Si racconta che durante l’ultimo conflitto mondiale una nave americana per divertimento tirò un colpo di cannone verso la torre di Case del Conte centrandola in pieno, ma la costruzione non ne risentì minimamente. Quanto i marinai americani sbarcarono penetrando nella costruzione per accertarsi degli effetti del colpo, solo allora una grossa pietra si staccò dal soffitto colpendo uno di loro e uccidendolo sul colpo; come se l’edificio avesse avuto un’ anima e si fosse vendicato.

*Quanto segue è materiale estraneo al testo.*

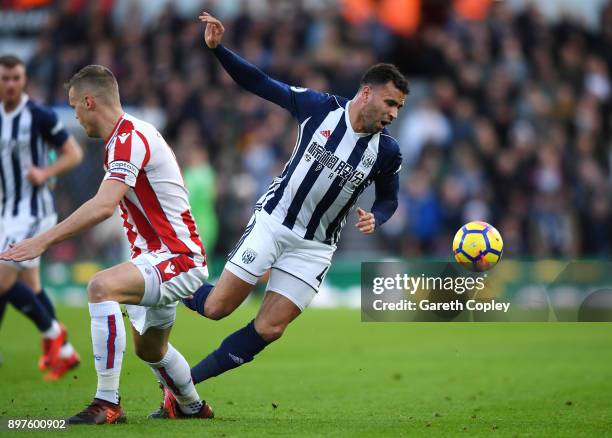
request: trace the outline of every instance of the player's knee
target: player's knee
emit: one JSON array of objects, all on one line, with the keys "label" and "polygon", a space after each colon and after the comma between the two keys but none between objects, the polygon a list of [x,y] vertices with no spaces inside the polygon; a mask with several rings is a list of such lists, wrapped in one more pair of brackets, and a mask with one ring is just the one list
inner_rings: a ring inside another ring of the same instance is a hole
[{"label": "player's knee", "polygon": [[255,327],[257,333],[266,342],[273,342],[279,339],[285,332],[287,326],[285,324],[257,324]]},{"label": "player's knee", "polygon": [[90,303],[112,300],[112,291],[108,280],[102,275],[94,275],[87,284],[87,297]]},{"label": "player's knee", "polygon": [[206,300],[204,302],[204,315],[215,321],[225,318],[233,310],[230,306],[220,301]]},{"label": "player's knee", "polygon": [[161,345],[151,346],[144,343],[134,345],[134,351],[136,356],[149,363],[157,363],[161,361],[166,354]]},{"label": "player's knee", "polygon": [[7,281],[0,281],[0,296],[7,293],[13,287],[13,284],[15,284],[15,282],[9,283]]},{"label": "player's knee", "polygon": [[[4,274],[2,272],[1,274]],[[17,281],[14,275],[0,275],[0,295],[4,295],[15,285]]]}]

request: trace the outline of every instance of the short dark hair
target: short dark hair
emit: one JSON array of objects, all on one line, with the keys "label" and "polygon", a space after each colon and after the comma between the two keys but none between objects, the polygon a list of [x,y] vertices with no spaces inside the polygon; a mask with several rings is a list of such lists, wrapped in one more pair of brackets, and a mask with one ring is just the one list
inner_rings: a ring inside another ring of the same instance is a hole
[{"label": "short dark hair", "polygon": [[368,69],[361,77],[360,86],[364,85],[385,85],[387,82],[393,82],[395,88],[404,94],[410,93],[408,79],[399,71],[393,64],[381,62],[375,64]]},{"label": "short dark hair", "polygon": [[88,65],[76,72],[68,82],[64,84],[66,90],[74,88],[75,91],[88,91],[96,93],[100,97],[110,100],[119,99],[119,85],[112,71],[103,65]]},{"label": "short dark hair", "polygon": [[21,58],[13,54],[0,56],[0,65],[6,68],[13,68],[18,65],[23,65],[25,67],[25,64]]}]

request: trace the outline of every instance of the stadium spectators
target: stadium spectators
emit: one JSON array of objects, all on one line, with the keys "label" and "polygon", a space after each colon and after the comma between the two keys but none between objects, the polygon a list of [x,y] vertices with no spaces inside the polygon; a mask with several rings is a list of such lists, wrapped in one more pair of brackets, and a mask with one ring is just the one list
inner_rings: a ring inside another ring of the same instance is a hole
[{"label": "stadium spectators", "polygon": [[[463,222],[485,219],[501,231],[507,255],[610,254],[612,1],[598,31],[494,2],[484,20],[449,14],[412,37],[375,20],[349,24],[326,2],[257,3],[224,11],[227,44],[274,77],[347,95],[381,60],[412,80],[394,132],[404,154],[400,211],[386,236],[360,239],[365,249],[448,255]],[[185,132],[196,133],[217,172],[216,251],[226,253],[282,170],[296,127],[205,56],[195,16],[181,17],[172,2],[149,20],[136,3],[115,15],[51,13],[28,66],[31,92],[63,105],[64,80],[102,63],[117,73],[125,104],[165,121],[179,159],[194,147]]]}]

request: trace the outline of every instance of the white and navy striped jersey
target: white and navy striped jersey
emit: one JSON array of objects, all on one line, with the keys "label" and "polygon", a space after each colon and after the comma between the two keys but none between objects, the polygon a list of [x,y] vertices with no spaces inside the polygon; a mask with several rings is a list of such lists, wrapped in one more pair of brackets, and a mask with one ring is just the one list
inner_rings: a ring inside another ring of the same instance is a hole
[{"label": "white and navy striped jersey", "polygon": [[7,113],[0,102],[0,213],[2,218],[43,218],[55,214],[47,183],[32,186],[30,166],[45,167],[49,147],[59,148],[68,138],[57,115],[22,95]]},{"label": "white and navy striped jersey", "polygon": [[376,225],[391,217],[398,204],[402,156],[386,130],[357,133],[351,127],[347,99],[290,87],[223,45],[213,52],[240,86],[287,109],[299,123],[291,158],[257,202],[257,210],[304,239],[335,245],[351,208],[374,182],[371,211]]},{"label": "white and navy striped jersey", "polygon": [[256,208],[304,239],[335,244],[363,191],[400,170],[399,146],[386,131],[355,132],[345,98],[296,87],[291,93],[297,142]]}]

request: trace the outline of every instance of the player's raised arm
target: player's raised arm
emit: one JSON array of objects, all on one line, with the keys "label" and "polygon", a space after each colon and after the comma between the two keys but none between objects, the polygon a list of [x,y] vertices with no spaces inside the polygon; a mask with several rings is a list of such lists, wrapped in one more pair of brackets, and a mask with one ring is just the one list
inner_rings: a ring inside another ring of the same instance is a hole
[{"label": "player's raised arm", "polygon": [[207,12],[202,12],[198,18],[206,24],[204,31],[206,45],[213,50],[223,68],[238,85],[296,115],[295,102],[289,85],[270,78],[253,64],[223,47],[221,39],[225,29],[221,21]]}]

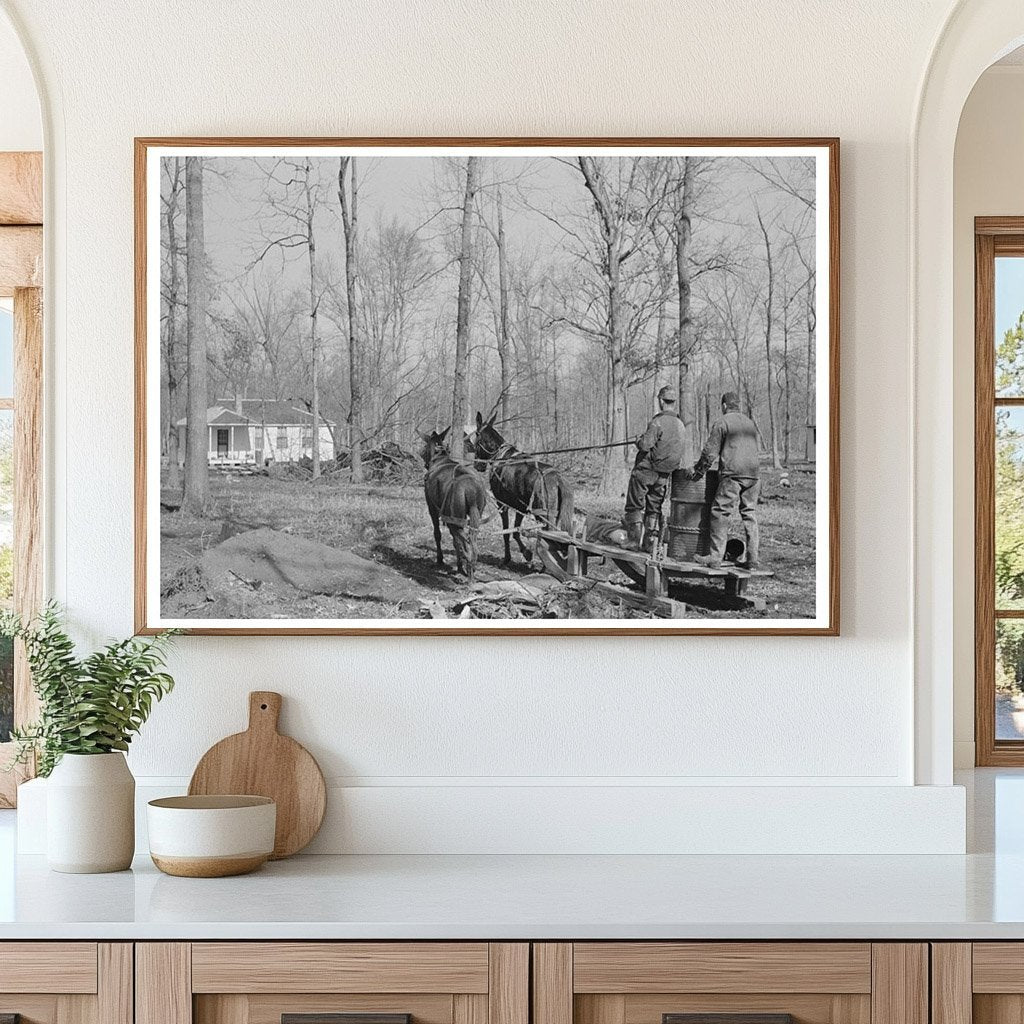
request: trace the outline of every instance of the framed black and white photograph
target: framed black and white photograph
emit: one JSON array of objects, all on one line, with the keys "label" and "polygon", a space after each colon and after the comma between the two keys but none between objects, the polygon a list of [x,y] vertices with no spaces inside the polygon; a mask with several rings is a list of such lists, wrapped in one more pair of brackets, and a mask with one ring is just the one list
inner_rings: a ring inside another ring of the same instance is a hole
[{"label": "framed black and white photograph", "polygon": [[136,627],[835,635],[835,139],[137,139]]}]

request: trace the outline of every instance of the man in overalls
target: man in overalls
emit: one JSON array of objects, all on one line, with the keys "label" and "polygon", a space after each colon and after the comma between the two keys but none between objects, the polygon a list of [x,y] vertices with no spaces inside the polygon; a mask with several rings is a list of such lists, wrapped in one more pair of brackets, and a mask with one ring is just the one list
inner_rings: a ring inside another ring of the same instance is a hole
[{"label": "man in overalls", "polygon": [[722,415],[711,424],[707,444],[691,478],[698,480],[709,469],[718,471],[718,490],[711,505],[711,551],[697,555],[695,561],[713,568],[722,564],[729,539],[729,519],[738,507],[747,535],[746,559],[741,564],[756,569],[760,547],[757,501],[761,494],[757,427],[740,412],[740,399],[735,391],[722,395]]},{"label": "man in overalls", "polygon": [[637,441],[639,449],[633,472],[626,488],[626,511],[623,525],[629,534],[627,546],[640,551],[653,551],[661,536],[661,508],[665,503],[669,481],[685,454],[686,428],[679,418],[675,388],[663,387],[658,392],[658,412]]}]

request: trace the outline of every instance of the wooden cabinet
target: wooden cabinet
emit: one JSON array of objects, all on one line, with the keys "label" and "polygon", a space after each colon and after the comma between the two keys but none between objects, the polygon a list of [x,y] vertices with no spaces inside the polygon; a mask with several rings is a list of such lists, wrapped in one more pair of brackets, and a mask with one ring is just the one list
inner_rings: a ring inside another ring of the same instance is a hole
[{"label": "wooden cabinet", "polygon": [[533,957],[533,1024],[928,1024],[924,943],[537,943]]},{"label": "wooden cabinet", "polygon": [[132,1024],[132,944],[0,943],[0,1017]]},{"label": "wooden cabinet", "polygon": [[0,1024],[8,1014],[21,1024],[1024,1024],[1024,943],[10,942],[0,943]]},{"label": "wooden cabinet", "polygon": [[512,942],[139,943],[136,1022],[529,1024],[529,969]]}]

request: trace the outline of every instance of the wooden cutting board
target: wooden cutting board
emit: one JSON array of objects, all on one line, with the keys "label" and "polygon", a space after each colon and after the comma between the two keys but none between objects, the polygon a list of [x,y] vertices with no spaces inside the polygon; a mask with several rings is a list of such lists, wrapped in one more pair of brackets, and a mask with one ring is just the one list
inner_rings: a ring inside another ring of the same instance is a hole
[{"label": "wooden cutting board", "polygon": [[249,728],[214,744],[200,759],[190,796],[244,793],[277,803],[271,860],[298,853],[317,834],[327,808],[327,787],[313,755],[277,731],[281,694],[249,694]]}]

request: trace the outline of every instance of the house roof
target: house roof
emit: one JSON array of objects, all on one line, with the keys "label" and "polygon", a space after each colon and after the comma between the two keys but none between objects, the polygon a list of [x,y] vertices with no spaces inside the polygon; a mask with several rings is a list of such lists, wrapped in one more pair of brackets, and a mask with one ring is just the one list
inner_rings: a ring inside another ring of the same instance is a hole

Questi monumenti spesso si trovano in buono stato di conservazione malgrado l’indifferenza della gente ed i continui attacchi al territorio. In altri contesti (non sempre al di fuori dalla Campania) sarebbero state un’attrattiva per turisti provenienti da tutto il mondo, testimonianza di un’ epoca difficile per le nostre popolazioni che hanno dovuto lottare per sopravvivere e per non essere annientate fisicamente e culturalmente. Queste torri sono anche un monumento all’ingegno dell’uomo.